All of our administrators, our directors of nursing, our regions, our divisions — we want them to be hopeful. There’s a rainbow ahead, and we’re going to work really hard, and we’re going to get through this. And we can do that every day, but it’d be really great if the media would do the same thing, because it’s tough right now.

It has been fascinating for me, as someone who reads a lot of local news coverage, to see the differences in the framing — hospitals are generally seen as heroic, whereas there’s a lot more skepticism about what’s happening in long-term care. But obviously there needs to be a way forward for everyone into the future.

We’ve just engaged with a telemedicine company. It used to be telemedicine was really more evident in rural areas. But right now, we’re putting it in almost half of our buildings now. We’re looking forward to that, because our doctors are getting sick, too.

We’re just trying to think of every avenue, and [CEO] Chris Bryson says that we really now are looking at: What’s our new normal going to be? We’re starting to talk about that: What will our new normal be like?

It’s always going to be about taking care of patients and touching our patients. We all miss going in buildings right now, being able to hug a patient and hold a hand. But we’ll get back to that. I’m very, very optimistic about that.

Anything else you want the industry and the public to know about what’s happening right now?
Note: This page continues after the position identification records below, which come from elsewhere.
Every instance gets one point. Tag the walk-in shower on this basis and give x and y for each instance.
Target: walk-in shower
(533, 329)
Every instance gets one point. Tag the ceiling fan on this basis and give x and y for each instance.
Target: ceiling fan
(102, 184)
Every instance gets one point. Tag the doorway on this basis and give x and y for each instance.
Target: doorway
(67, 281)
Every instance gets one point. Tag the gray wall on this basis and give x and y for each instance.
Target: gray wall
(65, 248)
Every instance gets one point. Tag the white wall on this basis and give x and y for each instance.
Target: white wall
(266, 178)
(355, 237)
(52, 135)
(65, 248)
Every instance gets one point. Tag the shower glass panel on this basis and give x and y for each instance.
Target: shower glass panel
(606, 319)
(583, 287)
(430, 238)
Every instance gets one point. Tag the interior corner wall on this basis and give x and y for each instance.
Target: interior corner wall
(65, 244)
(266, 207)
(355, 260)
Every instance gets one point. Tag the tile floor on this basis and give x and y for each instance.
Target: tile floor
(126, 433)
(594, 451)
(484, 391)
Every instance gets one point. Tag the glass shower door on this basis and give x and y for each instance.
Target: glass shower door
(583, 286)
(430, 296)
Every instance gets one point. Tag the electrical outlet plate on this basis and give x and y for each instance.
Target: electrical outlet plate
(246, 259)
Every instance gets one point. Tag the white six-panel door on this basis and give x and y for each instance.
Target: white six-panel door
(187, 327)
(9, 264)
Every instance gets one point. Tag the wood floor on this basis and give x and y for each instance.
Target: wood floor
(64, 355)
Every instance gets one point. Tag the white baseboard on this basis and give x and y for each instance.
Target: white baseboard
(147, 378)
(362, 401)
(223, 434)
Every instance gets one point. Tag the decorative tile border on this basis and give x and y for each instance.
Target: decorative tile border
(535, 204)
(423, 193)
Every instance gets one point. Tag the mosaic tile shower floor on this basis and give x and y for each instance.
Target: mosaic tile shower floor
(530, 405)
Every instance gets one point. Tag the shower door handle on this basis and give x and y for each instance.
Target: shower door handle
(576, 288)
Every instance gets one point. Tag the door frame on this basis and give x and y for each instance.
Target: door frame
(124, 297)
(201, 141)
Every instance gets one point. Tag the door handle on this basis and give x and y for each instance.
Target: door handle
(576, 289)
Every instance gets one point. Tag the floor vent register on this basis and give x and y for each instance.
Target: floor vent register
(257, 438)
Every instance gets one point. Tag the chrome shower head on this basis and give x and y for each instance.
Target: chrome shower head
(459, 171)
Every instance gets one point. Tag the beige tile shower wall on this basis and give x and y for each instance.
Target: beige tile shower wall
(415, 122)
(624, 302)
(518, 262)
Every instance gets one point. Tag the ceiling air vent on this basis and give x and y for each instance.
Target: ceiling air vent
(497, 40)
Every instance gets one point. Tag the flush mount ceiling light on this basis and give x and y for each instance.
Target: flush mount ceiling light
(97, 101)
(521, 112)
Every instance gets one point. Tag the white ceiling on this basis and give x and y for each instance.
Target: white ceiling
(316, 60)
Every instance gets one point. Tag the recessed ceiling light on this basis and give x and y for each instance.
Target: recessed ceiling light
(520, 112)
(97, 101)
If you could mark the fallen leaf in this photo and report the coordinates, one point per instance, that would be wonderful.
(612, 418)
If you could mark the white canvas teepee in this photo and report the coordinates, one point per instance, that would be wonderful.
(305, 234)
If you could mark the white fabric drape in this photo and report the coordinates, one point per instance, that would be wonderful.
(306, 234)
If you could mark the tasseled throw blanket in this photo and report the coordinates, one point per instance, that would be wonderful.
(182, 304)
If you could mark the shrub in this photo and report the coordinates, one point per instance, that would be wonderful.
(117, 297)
Right now, I think we’re still really focusing on what’s in front of us. But I also think we need to focus on what comes next. Patients will always be at the forefront of everything we do in health care — and patients and their families, how we communicate with them, how we collaborate with them. But I think the bigger thing I see is [about] the health care community in general.

I’m hoping our hospitals will look at us a little bit differently. I’m hoping the communities will; I hope our regulators will. We’ve had, I will say, wonderful collaboration with all of our state associations, our regulatory, the survey agencies. They have been true partners. And that’s a bit different for us, but it’s a good thing.

This interview has been condensed and edited for clarity.